Alexis Hillman will walk across the stage of the Prior Center Saturday with a Bachelors Degree in Art and the confidence to call herself an artist.

The talented Fort Blackmore native admits she did not always have that confidence, but four years of intensive study in art and the basics of a liberal arts degree with a heavy emphasis in undergraduate research changed that mindset. Several tubes of paint, dozens of brushes, other tools of the trade, and several art shows later, Hillman is ready for what comes next.

“For as long as I can remember, art has been important to me,” the 22-year-old said. “I remember winning a competition at the museum in Big Stone Gap when I was 11. Getting recognition locally taught me that my abilities were worth something.”

Hillman tried to find different avenues to study for careers, but she kept coming back to art. She felt it was her calling.

“When I came to UVa-Wise, I wondered if I could even call myself an artist,” she added. “It seemed like such a bold title to bestow on yourself without being established. Now I know that being an artist is about being in a constant pursuit of creativity, growing and learning.”

Hillman learned that there is never a plateau or pedestal that one can reach to earn the title of artist.

“For me, the term ‘artist’ means someone who has an ever growing relationship with creating art. So yes, I’m an artist.”

Hillman, like nearly 200 students on campus, participated in an undergraduate research project. She tackled the topic of “The Self-Portrait: An Exploration of Process.” She spent countless hours on her project before realizing that her art was her research.

“As I started my research, I got a bad feeling of self doubt and worry,” she said. “It really held me back. I finally decided to forget that fear and push on and see what happened.”

What happened was a series of self-portraits of Hillman in different styles and themes. She also looked at her work and realized that her work was mimicking some of the artists’ work that she learned about in art history class. The realization left her feeling connected to those artists in many ways. One portrait, she thought, had mimicked Edward Munch while another one seemed to mimic Matisse.

“It made me more aware of how I might be coming across to people,” she said.

She decided to use Feldman’s Method of Critique on her own work to note elements within the art work such as color, line, shape, texture, space, form, unity and balance.

“After performing Feldman’s Critique on my own work, I expected to find inconsistencies between the results and reality,” she said. “If this is so, the same could be assumed about what art history teaches about past works.”

Hillman posed the questions of how much can a viewer assume to know about an artist and his or her work without knowing the artist’s history, and are there limitations to what a viewer can presume to know when using Feldman’s Method of Critique.

The viewers’ critique of her self-portraits revealed that they did not completely match her own views on her work.

“The viewer doesn’t have the same relationship with an art work as the artist who created it,” she said. “Each viewer brings a different perspective so no critique can be fully objective.”

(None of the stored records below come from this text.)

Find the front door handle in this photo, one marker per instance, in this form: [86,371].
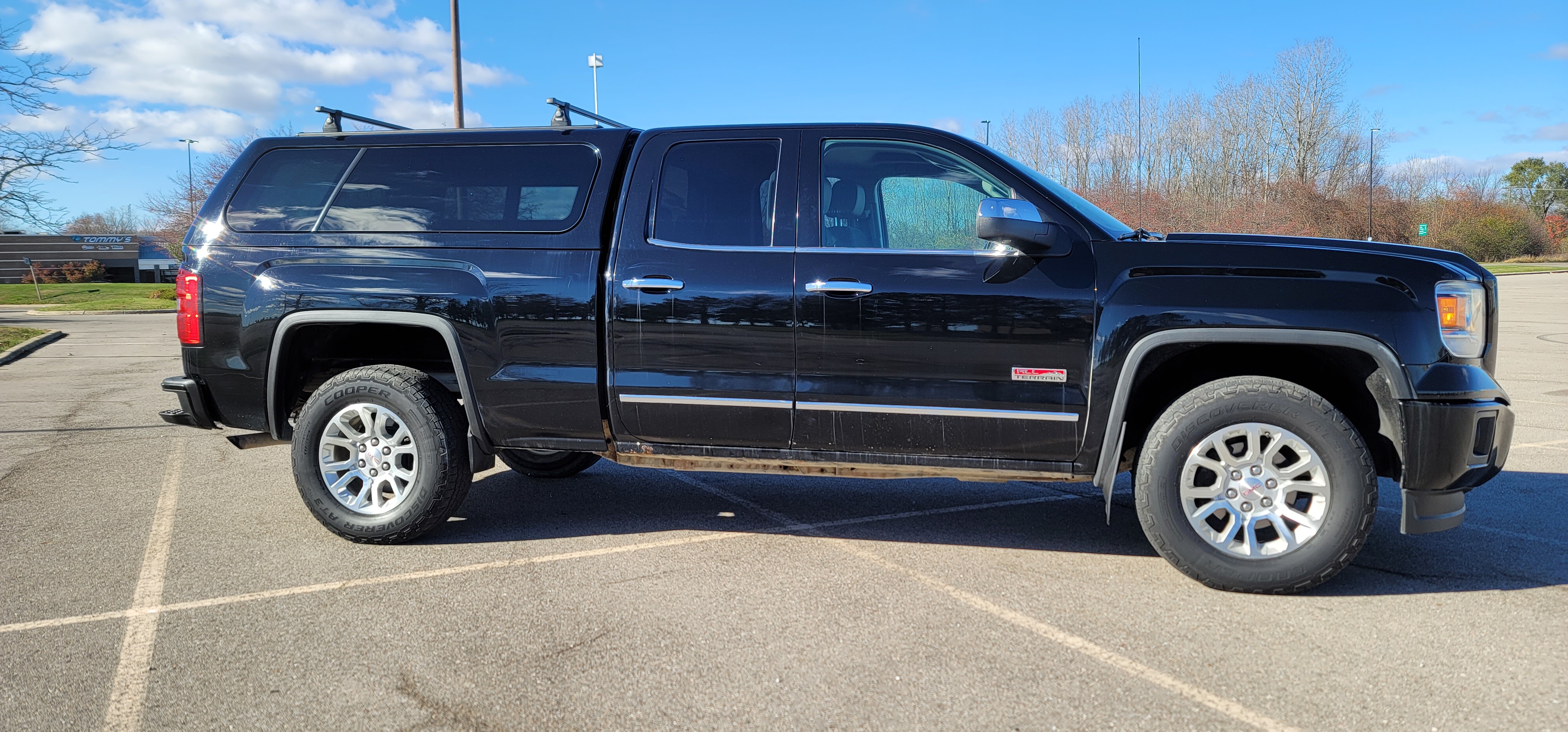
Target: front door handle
[652,284]
[833,288]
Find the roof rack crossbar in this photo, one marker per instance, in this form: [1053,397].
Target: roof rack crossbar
[565,120]
[335,120]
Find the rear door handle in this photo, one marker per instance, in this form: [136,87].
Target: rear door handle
[832,288]
[652,284]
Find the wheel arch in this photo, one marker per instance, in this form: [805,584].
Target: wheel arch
[1147,358]
[277,400]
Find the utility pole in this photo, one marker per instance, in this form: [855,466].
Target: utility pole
[457,70]
[595,62]
[191,178]
[1371,164]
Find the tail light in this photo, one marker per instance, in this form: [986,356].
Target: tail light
[187,291]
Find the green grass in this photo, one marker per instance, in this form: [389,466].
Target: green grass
[115,305]
[90,297]
[1523,269]
[12,336]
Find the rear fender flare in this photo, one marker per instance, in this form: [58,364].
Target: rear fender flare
[278,422]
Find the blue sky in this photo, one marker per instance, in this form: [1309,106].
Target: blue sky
[1483,84]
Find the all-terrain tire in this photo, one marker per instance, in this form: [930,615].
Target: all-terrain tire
[556,465]
[440,440]
[1218,405]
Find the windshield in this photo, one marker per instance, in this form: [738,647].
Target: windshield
[1081,205]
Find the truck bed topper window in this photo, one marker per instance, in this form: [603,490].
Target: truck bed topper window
[430,189]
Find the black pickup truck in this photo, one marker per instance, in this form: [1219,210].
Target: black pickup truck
[846,300]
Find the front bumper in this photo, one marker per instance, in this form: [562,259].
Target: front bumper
[194,404]
[1451,448]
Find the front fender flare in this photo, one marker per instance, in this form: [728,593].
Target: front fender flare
[1116,429]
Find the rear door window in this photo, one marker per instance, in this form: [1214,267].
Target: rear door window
[465,189]
[719,194]
[285,192]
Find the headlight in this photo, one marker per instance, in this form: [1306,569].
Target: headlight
[1462,317]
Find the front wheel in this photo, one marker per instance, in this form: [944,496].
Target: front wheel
[546,463]
[1257,485]
[380,454]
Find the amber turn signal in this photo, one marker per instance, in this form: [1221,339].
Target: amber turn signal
[1450,311]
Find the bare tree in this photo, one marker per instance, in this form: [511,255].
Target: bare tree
[115,220]
[27,158]
[175,209]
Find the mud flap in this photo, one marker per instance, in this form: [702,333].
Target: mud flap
[481,460]
[1108,476]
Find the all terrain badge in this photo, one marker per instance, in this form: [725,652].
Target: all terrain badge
[1058,375]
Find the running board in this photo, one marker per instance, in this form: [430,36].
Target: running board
[835,465]
[255,440]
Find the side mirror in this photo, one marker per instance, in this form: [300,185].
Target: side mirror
[1020,225]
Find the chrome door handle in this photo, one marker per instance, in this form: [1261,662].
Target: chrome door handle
[840,288]
[652,284]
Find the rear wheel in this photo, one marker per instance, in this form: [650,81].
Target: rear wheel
[380,454]
[1257,485]
[546,463]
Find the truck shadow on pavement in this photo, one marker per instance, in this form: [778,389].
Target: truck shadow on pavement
[1504,545]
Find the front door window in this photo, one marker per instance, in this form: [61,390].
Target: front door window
[895,195]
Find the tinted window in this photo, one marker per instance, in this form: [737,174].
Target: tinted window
[898,195]
[719,194]
[286,190]
[470,189]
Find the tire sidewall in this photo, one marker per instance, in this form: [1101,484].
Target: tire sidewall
[313,422]
[1312,419]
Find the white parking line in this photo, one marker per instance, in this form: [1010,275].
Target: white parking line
[423,574]
[1036,626]
[136,650]
[1548,444]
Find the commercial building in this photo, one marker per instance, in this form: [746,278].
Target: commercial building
[125,258]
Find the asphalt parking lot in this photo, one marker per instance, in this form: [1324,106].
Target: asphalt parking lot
[156,576]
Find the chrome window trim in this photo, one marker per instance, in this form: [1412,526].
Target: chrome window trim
[677,245]
[877,250]
[937,411]
[658,399]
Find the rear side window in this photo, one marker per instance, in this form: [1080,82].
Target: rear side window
[465,189]
[285,192]
[719,194]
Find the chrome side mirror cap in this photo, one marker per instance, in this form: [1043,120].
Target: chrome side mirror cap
[1011,208]
[1018,225]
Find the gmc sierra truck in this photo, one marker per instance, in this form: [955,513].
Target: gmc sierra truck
[851,300]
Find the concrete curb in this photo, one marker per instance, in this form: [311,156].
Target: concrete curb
[96,313]
[31,346]
[1539,272]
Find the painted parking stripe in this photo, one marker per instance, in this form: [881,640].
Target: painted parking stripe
[1033,625]
[129,689]
[424,574]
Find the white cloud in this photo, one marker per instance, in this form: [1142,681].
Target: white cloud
[214,68]
[1553,132]
[1497,164]
[951,125]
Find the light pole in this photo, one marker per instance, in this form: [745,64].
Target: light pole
[40,294]
[595,62]
[1371,162]
[457,70]
[191,178]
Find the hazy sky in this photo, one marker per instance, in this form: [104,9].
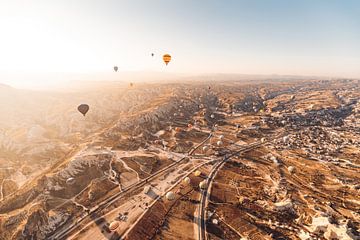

Her research showed that knowledge of an artist’s background and concept would always be useful for those whishing to interpret a work of art. She also found that her research led to more questions that answers.

“Does the artist make the rules for a work of art or does the viewer possess the power to alter its meaning?” she said.

Hillman observed in her research that the artistic process is self-research.

She plans to work for a while to gain experience in the workplace, and she will refine her portfolio for graduate school in the future. She said her best times on campus took place in the Gilliam Center for the Arts as she learned who she is and what drives her.

“I’m unsure what concentration I wish to study in graduate school, so I want to spend some time learning what interests me outside of college,” she said. “UVa-Wise gave me the ability to earn a bachelor’s degree at a young age, so I am able to take my time now and discover what I really want.”